Let’s start with a quick refresher on the terminology defined by the OpenTracing Specificationexternal link .


A span represents a logical unit of work in Jaeger that has an operation name, the start time of the operation, and the duration. Spans may be nested and ordered to model causal relationships.

Traces And Spans


A trace is a data/execution path through the system, and can be thought of as a directed acyclic graph of spans .


Jaeger can be deployed either as all-in-one binary, where all Jaeger backend components run in a single process, or as a scalable distributed system, discussed below. There are two main deployment options:

  1. Collectors are writing directly to storage.
  2. Collectors are writing to Kafka as a preliminary buffer.

Architecture Illustration of direct-to-storage architecture

Architecture Illustration of architecture with Kafka as intermediate buffer

This section details the constituent parts of Jaeger and how they relate to each other. It is arranged by the order in which spans from your application interact with them.

Jaeger client libraries

Jaeger clients are language specific implementations of the OpenTracing APIexternal link . They can be used to instrument applications for distributed tracing either manually or with a variety of existing open source frameworks, such as Flask, Dropwizard, gRPC, and many more, that are already integrated with OpenTracing.

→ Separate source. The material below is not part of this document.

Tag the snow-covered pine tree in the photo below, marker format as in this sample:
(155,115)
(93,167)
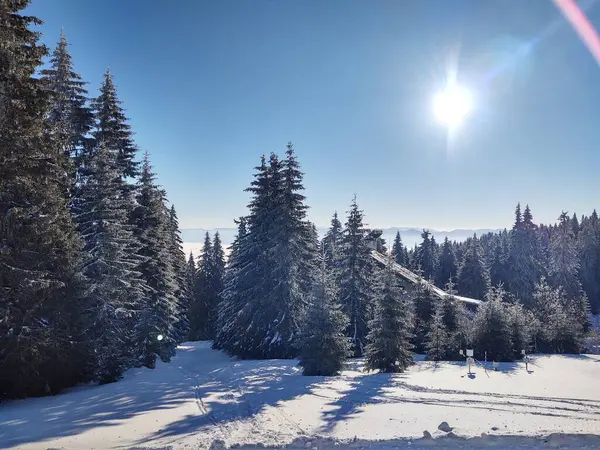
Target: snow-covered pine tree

An instrumented service creates spans when receiving new requests and attaches context information (trace id, span id, and baggage) to outgoing requests. Only the ids and baggage are propagated with requests; all other profiling data, like operation name, timing, tags and logs, is not propagated. Instead, it is transmitted out of process to the Jaeger backend asynchronously, in the background.

The instrumentation is designed to be always on in production. To minimize the overhead, Jaeger clients employ various sampling strategies. When a trace is sampled, the profiling span data is captured and transmitted to the Jaeger backend. When a trace is not sampled, no profiling data is collected at all, and the calls to the OpenTracing APIs are short-circuited to incur the minimal amount of overhead. By default, Jaeger clients sample 0.1% of traces (1 in 1000), and have the ability to retrieve sampling strategies from the Jaeger backend. For more information, please refer to Sampling .

Context propagation explained Illustration of context propagation


The Jaeger agent is a network daemon that listens for spans sent over UDP, which it batches and sends to the collector. It is designed to be deployed to all hosts as an infrastructure component. The agent abstracts the routing and discovery of the collectors away from the client.


The Jaeger collector receives traces from Jaeger agents and runs them through a processing pipeline. Currently our pipeline validates traces, indexes them, performs any transformations, and finally stores them.

Jaeger’s storage is a pluggable component which currently supports Cassandra , Elasticsearch and Kafka .


Query is a service that retrieves traces from storage and hosts a UI to display them.


Ingester is a service that reads from Kafka topic and writes to another storage backend (Cassandra, Elasticsearch).